I Guess I'm Just Depressed: The Context of Emotion

Etymologists describe the word “emotion” as a middle 1500s French creation meaning “a public disturbance” with the French word itself being derived from the Latin, meaning “to move away.”  In contemporary culture, we often speak of being “moved” by emotions.  But is it the emotion that is moving us, or is the emotion being moved by something else?
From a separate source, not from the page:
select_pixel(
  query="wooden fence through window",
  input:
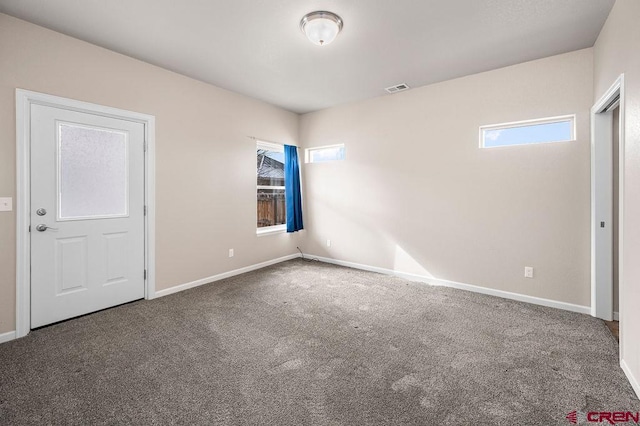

First things first.  If your healthful lifestyle adjustment concerns cognitive-emotional change with the emphasis on emotion, you first must decide what truly is at issue.  People naturally simplify their emotional experience, focusing on one element of the total gestalt or whole.  We regularly believe, for instance, that we are “depressed” and blame that depressed feeling for the internal state that we feel at the moment.  However, emotions rarely are pure; they almost always are a mixture—a composite of feelings, thoughts, behaviors, and physiology.  What you perceive as depression, for instance, might really be an amalgam of disappointment (emotion), irritation (cognition), and fatigue (physiological state).  Moreover, it is possible that the cognitive and/or physiological elements are primary and the emotion is secondary.  Accordingly, something that changes the thoughts or physiology could be a cure for what you self-describe as your depression.

So maybe you are not being moved by your emotions after all.  Think about the context in which the depression occurs.  Your environments, including the natural, fabricated, and/or interpersonal environments primarily could be responsible for the depressed-like thoughts, behaviors, and physiology with which you struggle.  Sometimes the source is obvious.  If you are snowed-in and have lost power, your feelings surely are related to the natural and fabricated environments.  Or if you just had a rip-roaring argument with your associate, the negative feelings most likely are a consequence of that interpersonal confrontation.

On the other hand, sometimes the source of what you regard as depressed mood is not so apparent.  You could be undermined by covert influences.  In fact, anything that primes you negatively, either overtly or covertly, can be the reason for your feeling depressed. 

Psychologists often study priming which means exposing persons to information of a particular type in order to observe the information’s effects.  For instance, Katherine B. Carnelley, Lorna J. Otway, and Angela C. Rowe (2015) presented some research subjects with primes, including priming texts, that depicted anxious and avoidant interpersonal relationships, and other primes that represented secure interpersonal relationships.  Not surprisingly, those in the former condition evidenced increased depressed mood and those in the latter, less.  The point, of course, is not that the negative information incited more depression, but that the information was presented covertly and had no direct personal relevance—that the subjects were unaware of and their lives were not threatened by the primed information.

The implication is clear: Your emotions may be moved by information of which you totally are unaware.  Anything from extended conversation with depressed friends to preoccupation with depressing local or national news could be implicated in your dysphoria.  Look to your lifestyle and lifespace to understand why you feel the way you do.  Make lifestyle adjustments to relieve what seems to be, but is not, a purely intra-psychically determined depressed or otherwise unpleasant mood.


Reference:  Carnelley, K., Otway, L., & Rowe, A. (2015).  The Effects of Attachment Priming on Depressed and Anxious Mood.  Clinical Psychological Science, October 5.  doi: 10.1177/2167702615594998.